Let’s start with Rasmussen, who underwent two Tommy John surgeries before the Milwaukee Brewers drafted him in the sixth round in 2018. He debuted for Milwaukee in ‘20 and pitched almost exclusively in relief before being traded to the Rays in the Willy Adames deal. Tampa Bay made him a starter, and the righthander thrived in his new role, posting a 2.84 ERA over 146 innings in ‘22.
A strained forearm cost him most of the 2023 and ‘24 seasons, though he’s made his way back to full strength this year and picked up right where he left off, putting up a 2.29 ERA in 13 starts. He has pitched into the fifth inning each time out and made it through six frames in four of his last five games, allowing just two runs during that stretch. For Rasmussen to evolve into an every-fifth-day ace, it has been all about staying healthy and bulking up to the point where he can withstand logging this many innings.
Pepiot’s situation is one of opportunity. The righthander languished in the Los Angeles Dodgers’ minor league system for four years before finally cracking the big league roster in 2023. He never got a bigger role than as a swingman, though, and was traded to Tampa as part of the return for Tyler Glasnow. The Rays slotted him right into their rotation, and he immediately thrived, logging a 3.60 ERA over 130 innings last season. After an up-and-down start to ‘25, he has a 2.49 ERA over his last seven starts, pitching into the sixth in all seven.
Littell was in his sixth MLB season when he landed with the Rays in May 2023 as a waiver claim after the Red Sox designated him for assignment. At that point, he was your prototypical journeyman reliever: Tampa Bay was Littell’s seventh different organization. All but four of his 147 career appearances prior to arriving in St. Petersburg came in relief.
The Rays, though, saw something in Llittell that others didn’t. They tinkered with his pitch mix, adding a splitter and stretching him out into a starting pitcher by the end of the 2023 campaign. The experiment drastically changed his career: He made a team-high 29 starts last season, and last month threw the first complete game for the Rays in nearly four years—yet another sign that times are changing in Tampa.

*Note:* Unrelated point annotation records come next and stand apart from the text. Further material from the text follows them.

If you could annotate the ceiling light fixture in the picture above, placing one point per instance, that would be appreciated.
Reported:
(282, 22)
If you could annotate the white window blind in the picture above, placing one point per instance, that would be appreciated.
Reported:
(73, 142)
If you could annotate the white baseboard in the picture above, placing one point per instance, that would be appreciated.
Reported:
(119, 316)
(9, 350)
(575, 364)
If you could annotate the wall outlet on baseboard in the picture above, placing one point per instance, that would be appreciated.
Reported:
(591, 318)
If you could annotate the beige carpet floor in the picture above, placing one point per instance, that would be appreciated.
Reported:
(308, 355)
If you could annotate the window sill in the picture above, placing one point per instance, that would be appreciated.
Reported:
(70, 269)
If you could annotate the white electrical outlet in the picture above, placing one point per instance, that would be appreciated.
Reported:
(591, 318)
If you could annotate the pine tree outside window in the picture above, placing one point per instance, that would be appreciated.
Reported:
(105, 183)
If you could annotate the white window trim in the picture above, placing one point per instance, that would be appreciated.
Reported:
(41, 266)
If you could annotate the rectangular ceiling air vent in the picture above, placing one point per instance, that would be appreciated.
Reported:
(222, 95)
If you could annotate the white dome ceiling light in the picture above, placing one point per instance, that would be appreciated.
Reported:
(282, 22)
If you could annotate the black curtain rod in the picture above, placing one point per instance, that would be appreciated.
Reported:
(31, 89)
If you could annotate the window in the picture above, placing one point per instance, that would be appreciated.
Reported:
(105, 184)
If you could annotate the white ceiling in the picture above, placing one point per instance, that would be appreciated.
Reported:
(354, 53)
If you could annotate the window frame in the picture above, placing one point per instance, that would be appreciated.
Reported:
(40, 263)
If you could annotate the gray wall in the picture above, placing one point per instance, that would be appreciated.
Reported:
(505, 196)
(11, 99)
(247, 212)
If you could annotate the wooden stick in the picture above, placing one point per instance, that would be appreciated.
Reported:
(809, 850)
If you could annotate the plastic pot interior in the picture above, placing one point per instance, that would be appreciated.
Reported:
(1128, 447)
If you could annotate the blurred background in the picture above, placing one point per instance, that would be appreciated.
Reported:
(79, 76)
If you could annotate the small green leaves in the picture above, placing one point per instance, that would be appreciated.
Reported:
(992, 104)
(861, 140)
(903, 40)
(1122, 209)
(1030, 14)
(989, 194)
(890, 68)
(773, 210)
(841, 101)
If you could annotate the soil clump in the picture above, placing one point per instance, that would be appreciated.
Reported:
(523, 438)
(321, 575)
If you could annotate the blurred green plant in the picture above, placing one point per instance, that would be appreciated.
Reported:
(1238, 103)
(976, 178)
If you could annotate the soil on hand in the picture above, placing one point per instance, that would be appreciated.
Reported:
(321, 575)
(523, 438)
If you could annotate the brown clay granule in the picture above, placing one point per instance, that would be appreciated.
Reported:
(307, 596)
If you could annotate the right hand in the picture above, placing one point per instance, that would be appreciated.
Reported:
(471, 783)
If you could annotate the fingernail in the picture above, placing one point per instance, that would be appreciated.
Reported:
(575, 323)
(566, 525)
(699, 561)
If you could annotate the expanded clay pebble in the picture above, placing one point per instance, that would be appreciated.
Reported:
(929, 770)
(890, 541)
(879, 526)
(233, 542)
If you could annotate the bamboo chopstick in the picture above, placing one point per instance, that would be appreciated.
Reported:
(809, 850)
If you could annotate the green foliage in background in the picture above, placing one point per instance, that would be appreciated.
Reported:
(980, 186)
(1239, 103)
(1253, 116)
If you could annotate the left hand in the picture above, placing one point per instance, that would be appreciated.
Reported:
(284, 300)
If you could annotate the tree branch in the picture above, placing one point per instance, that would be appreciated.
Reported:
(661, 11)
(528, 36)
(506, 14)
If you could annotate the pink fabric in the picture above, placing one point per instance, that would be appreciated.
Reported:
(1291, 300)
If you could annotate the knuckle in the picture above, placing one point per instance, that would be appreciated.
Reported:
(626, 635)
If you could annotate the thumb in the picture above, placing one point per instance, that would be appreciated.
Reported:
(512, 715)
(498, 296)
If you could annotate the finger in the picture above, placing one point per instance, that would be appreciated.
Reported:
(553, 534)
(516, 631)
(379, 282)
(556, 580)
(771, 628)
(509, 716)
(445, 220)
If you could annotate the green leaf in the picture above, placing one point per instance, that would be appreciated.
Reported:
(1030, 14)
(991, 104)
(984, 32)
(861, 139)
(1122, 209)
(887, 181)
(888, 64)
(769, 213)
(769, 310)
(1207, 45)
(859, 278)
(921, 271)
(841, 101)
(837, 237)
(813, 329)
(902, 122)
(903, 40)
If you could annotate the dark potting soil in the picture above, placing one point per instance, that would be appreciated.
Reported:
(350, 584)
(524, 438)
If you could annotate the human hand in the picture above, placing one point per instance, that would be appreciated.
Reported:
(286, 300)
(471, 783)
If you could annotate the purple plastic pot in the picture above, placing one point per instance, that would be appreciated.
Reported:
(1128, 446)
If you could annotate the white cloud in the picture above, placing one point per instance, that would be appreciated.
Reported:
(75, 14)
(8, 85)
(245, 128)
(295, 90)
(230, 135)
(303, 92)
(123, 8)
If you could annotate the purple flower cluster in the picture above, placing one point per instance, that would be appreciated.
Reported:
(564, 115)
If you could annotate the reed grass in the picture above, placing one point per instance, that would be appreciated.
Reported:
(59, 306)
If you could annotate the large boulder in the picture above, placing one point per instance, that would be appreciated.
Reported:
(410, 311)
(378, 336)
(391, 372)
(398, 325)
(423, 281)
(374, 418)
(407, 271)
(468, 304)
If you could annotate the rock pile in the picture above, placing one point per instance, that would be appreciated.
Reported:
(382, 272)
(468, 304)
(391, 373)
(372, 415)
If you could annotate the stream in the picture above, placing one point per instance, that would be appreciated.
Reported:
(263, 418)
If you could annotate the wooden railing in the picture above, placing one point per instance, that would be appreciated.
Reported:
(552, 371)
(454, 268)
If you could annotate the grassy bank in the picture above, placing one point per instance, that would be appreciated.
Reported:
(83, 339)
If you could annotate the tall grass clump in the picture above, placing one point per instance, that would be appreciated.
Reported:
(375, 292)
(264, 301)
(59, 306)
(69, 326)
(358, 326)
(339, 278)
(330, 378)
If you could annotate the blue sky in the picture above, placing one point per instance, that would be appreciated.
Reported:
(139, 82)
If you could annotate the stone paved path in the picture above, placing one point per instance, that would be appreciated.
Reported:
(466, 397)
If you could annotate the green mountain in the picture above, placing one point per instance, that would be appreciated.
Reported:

In Bradley and Baz, the Rays have two young arms who were nurtured in their minor league system. Tampa Bay drafted Bradley in the fifth round in 2018 when he was just 17. By ‘22, he made it to Triple A, and made his big-league debut the following season. Baz was similarly a prospect darling ever since the Pittsburgh Pirates selected him with the 12th pick in the ‘17 draft and subsequently traded him to the Rays (oddly enough, also in a deal involving Glasnow). Both were the franchise’s representatives in the Futures Game (Baz in ‘21 and Bradley in ‘22), and while each has had ups and downs in the big leagues, their potential has been on full display frequently enough that the organization has trusted them to take the ball on a regular cadence.
Holistically, the group represents everything the Rays do so well. They took other organizations' afterthoughts and castoffs—Rasmussen, Pepiot and Littlell—and turned them into key contributors. They developed high upside (and, crucially for the always low-budget Rays, cost-controlled) arms in Bradley and Baz, building them up gradually to get them ready for bulk innings.
Add it all up, and it’s a formidable five-man rotation that has logged heavy innings to keep a dynamic bullpen fresh and put up a respectable 3.74 ERA—all while making less than $13 million combined in 2025.
In some ways, a five-man rotation that never changes is as antiquated as sacrifice bunts and pitchers hitting for themselves. Heck, it’s downright anti-Raysian. But the way Tampa Bay assembled this group and is leaning on it as a strength is simply a continuation of what’s made the Rays the model small-market franchise of the 21st century.